Have you ever watched a movie or TV show and wondered why gay or lesbian characters are portrayed a certain way? Or why newscasters seem to always invite middle-aged white male accountants to their shows during tax season?
These are the sorts of questions that led Assistant Professor of Communications Naeemah Clark to join two former University of Tennessee colleagues in writing Diversity in U.S. Mass Media, published last year by Wiley-Blackwell.
“We started thinking, ‘Why is this? Why are we seeing what we are seeing?’” Clark says.
To provide a sound answer to these and other questions in the book, Clark and her co-authors, Catherine A. Luther and Carolyn Ringer Lepre, provide a historical perspective of diversity in the media. They discuss not only race and gender but also economic status, disabilities, LGBT issues and ethnicity and how these intersect. In an effort to show students that not all diversity issues have negative implications, they also look at advertising and whether groups being misrepresented are advocating for themselves.
“We wanted to make sure that we were covering topics responsibly,” she says. “We wanted to show (readers) there is some empowerment, that there is good research that shows that people are taking responsibility for the way that they’re being portrayed in the media.”
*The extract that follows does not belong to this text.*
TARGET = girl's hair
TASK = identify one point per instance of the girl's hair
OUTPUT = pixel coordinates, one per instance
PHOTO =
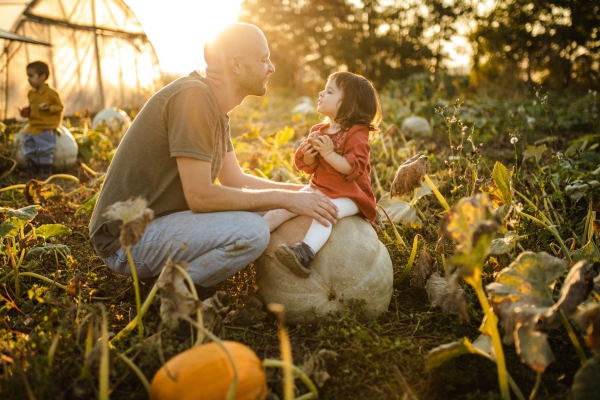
(360, 102)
Clark says one of the main reasons why minorities are often misrepresented in the U.S. media is that decision makers rely on people they know and existing resources they have when trying to fill certain roles. Yet most people tend to surround themselves with people who look or think like they do, making it difficult to portray people from different backgrounds in an accurate light.
To illustrate this point in her communications classes, Clark likes to ask her students to take out their cell phones and look at their contacts list.
“If you were doing a story about fashion on campus or about food on campus, who would you call?” she tells the class. “Do these people look just like you? If you are a white male, are you calling a white male, or do you have friends of other groups? Do you have resources that can put you in touch with people who look different than you do, people from different backgrounds that you have?”
While she says she is glad to see that her students are showing an increasingly wide range of resources, her goal is to encourage them to look outside of what they would normally do so they can tell stories that better reflects the American population.
“We are used to seeing something done a certain way. When I go and I buy a Glamour magazine, it’s very rare there is a person of color in there; it’s very rare that there is a model in a wheelchair in any magazine,” she says. “I know that when I go and I buy a lipstick for example, and they give you the free eye shadow, that eye shadow never matches me because they don’t consider me, they don’t consider people of color in those decisions. Why is that? I want my students to think, ‘How can we do a better job of reaching out to other people?’”
Clark says it’s important for communications students to be mindful that as part of the news media they need to reflect the populations that they serve, not only because it’s responsible journalism but also because it's smart economics.
“If you are ignoring a part of an audience, that’s money that your business is not getting,” she says. “Obviously, you want to be socially responsible but also there are financial responsibilities that we have as well and we can’t ignore a group just because we are uncomfortable in talking about it.”
While this may sound like common sense, she wants her students to look at the larger picture.
“I want my students to realize that the decisions that they make impact not only the businesses that they work for but impact a larger community and maybe a community that they don’t think about because sometimes they are not necessarily a part of that community,” she says.
Clark earned her bachelor’s degree from Florida State University and her master’s and doctorate degree from the University of Florida. She has worked professionally with diverse students in job placement programs throughout her career and besides teaching communication courses at Elon since 2009, she also serves as director of the Communications Fellows program.